Former Paramedic Pleads Guilty in Terrorism-Support Case
The cabdriver and former paramedic pleaded guilty Monday to conspiring to help a terrorist organization after admitting he attended training camps in Pakistan.
A cabdriver from Maryland pleaded guilty Monday to conspiring to help a terrorist organization after admitting he attended training camps in Pakistan.
Mahmud Faruq Brent Al Mutazzim, of Gwynn Oak, Md., had been scheduled to go to trial April 24 along with a New York musician and a Florida doctor. A New York bookstore owner pleaded guilty to charges in the case in November.
Under a plea deal with federal prosecutors, Brent, 32, agreed to serve 15 years in prison rather than a possible sentence of more than 20 years if he were convicted at trial.
He is not cooperating with the government and will not testify against his co-defendants, said his lawyer, Hassen Ibn Abdellah. Sentencing was set for July.
Brent, born in Akron, Ohio, was arrested in August 2005 and charged with conspiracy to provide material support to the Lashkar-e-Taiba organization, an Islamic militant group from Pakistan.
In court Monday, Brent said he attended the terrorist training camp even though he knew the sponsoring organization had been designated a foreign terrorist organization by the United States. He admitted to participating in terrorist training.

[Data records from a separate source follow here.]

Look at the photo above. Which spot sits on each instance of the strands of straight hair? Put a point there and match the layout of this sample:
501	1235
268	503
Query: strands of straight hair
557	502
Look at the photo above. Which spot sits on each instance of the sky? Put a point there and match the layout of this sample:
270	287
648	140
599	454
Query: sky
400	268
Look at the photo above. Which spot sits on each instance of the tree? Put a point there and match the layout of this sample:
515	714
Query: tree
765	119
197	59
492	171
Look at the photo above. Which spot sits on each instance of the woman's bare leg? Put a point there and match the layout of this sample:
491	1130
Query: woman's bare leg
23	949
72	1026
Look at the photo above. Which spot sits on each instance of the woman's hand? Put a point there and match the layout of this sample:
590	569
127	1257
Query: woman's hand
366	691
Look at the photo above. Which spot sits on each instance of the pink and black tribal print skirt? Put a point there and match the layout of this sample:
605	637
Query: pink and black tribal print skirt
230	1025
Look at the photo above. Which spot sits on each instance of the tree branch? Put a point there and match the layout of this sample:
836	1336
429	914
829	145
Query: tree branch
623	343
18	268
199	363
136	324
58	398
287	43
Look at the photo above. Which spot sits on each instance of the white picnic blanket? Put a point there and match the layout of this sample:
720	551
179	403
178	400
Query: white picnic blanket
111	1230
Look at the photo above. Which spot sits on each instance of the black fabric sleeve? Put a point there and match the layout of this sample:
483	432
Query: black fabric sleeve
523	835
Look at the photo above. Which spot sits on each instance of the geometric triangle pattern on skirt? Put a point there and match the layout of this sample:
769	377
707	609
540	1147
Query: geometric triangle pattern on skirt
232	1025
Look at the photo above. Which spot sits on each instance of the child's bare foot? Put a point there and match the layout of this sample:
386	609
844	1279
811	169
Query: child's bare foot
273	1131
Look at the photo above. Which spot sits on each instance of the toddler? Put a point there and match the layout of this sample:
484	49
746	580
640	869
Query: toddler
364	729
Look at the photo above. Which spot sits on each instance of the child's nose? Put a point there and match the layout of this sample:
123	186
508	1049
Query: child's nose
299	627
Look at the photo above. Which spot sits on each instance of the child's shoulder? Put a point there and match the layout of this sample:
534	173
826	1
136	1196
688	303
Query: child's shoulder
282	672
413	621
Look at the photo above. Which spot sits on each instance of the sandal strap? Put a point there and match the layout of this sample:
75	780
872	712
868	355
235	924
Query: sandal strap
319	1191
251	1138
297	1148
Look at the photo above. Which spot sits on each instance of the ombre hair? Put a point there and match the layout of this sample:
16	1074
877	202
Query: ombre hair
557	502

Prosecutors said Brent also received martial arts training from a co-defendant, Tarik Shah, a New York jazz musician and martial arts expert awaiting trial along with Dr. Rafiq Abdus Sabir. Shah and Sabir have pleaded not guilty. A fourth defendant, New York bookstore owner Abdulrahman Farhane, is to be sentenced next week.
The government said that after his arrest, Shah agreed to meet Brent and let the FBI monitor their meeting at a Maryland hotel.

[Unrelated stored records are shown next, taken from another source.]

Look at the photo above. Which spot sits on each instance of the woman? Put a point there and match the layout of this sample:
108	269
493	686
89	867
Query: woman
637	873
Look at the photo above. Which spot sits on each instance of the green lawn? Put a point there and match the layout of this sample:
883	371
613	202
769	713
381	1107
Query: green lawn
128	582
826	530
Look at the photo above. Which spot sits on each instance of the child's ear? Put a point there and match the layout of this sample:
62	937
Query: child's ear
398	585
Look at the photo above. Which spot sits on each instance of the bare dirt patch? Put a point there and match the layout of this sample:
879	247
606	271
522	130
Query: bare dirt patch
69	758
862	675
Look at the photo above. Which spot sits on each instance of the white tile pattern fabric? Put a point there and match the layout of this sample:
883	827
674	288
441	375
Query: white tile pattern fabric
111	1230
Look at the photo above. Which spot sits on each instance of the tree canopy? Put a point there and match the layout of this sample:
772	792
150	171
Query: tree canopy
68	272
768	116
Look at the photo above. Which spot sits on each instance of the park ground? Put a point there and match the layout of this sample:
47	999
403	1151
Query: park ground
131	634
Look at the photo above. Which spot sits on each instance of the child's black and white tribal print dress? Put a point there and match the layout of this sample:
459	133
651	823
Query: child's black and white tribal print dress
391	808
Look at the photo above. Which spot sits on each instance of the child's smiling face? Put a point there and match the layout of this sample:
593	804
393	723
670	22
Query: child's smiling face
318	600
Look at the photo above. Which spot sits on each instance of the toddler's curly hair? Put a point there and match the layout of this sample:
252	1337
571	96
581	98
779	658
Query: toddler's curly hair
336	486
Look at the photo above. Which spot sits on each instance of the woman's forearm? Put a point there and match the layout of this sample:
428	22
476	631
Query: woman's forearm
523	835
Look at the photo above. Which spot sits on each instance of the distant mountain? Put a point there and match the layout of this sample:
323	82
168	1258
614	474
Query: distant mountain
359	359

During the meeting, Brent encouraged Shah to travel to the camps, prosecutors said.
Brent also indicated he had traveled to Pakistan and into the mountains for training with fighters, according to court papers.

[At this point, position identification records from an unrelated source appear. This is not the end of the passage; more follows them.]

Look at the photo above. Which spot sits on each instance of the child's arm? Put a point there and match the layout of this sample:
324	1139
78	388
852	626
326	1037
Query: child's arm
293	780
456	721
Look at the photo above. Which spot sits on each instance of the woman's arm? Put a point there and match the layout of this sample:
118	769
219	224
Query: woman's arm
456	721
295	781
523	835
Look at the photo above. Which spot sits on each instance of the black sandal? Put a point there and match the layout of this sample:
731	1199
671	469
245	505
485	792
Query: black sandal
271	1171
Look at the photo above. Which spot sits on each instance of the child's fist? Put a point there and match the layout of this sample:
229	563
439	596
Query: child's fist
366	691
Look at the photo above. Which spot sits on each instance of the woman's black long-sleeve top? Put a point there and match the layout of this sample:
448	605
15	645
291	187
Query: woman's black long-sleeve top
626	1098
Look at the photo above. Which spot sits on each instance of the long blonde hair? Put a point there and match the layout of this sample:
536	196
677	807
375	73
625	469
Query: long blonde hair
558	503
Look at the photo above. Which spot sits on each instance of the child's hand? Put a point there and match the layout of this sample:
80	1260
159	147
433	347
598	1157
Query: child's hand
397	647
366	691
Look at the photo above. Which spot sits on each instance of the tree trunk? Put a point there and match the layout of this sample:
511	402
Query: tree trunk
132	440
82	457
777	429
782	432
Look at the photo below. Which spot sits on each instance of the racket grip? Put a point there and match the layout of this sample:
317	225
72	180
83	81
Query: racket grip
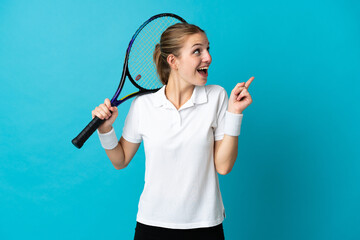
87	132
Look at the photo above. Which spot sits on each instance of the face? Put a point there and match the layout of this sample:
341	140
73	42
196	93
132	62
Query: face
194	60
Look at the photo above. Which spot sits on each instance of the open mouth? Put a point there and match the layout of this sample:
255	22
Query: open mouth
203	71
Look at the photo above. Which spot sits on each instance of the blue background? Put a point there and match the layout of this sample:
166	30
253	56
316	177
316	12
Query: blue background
297	175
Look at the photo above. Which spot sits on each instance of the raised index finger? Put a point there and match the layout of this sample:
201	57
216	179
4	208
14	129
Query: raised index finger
247	84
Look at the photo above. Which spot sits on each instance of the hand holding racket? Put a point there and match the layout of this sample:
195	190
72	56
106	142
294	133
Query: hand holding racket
107	113
138	66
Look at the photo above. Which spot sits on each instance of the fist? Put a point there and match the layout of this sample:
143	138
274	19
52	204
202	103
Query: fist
105	112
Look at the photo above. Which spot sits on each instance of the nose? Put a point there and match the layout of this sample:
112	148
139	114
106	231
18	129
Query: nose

Brent said that because of "treaties with (President) Bush," it became dangerous for "foreigners" such as him to stay in the camps, so he was moved around, prosecutors alleged in court documents.
Prosecutors said Brent, a Washington cabdriver and former paramedic, indicated that he would never go back on his decision to go to the training camps operated by Lashkar-e-Taiba in 2002 and that it was "one of the better decisions in my life."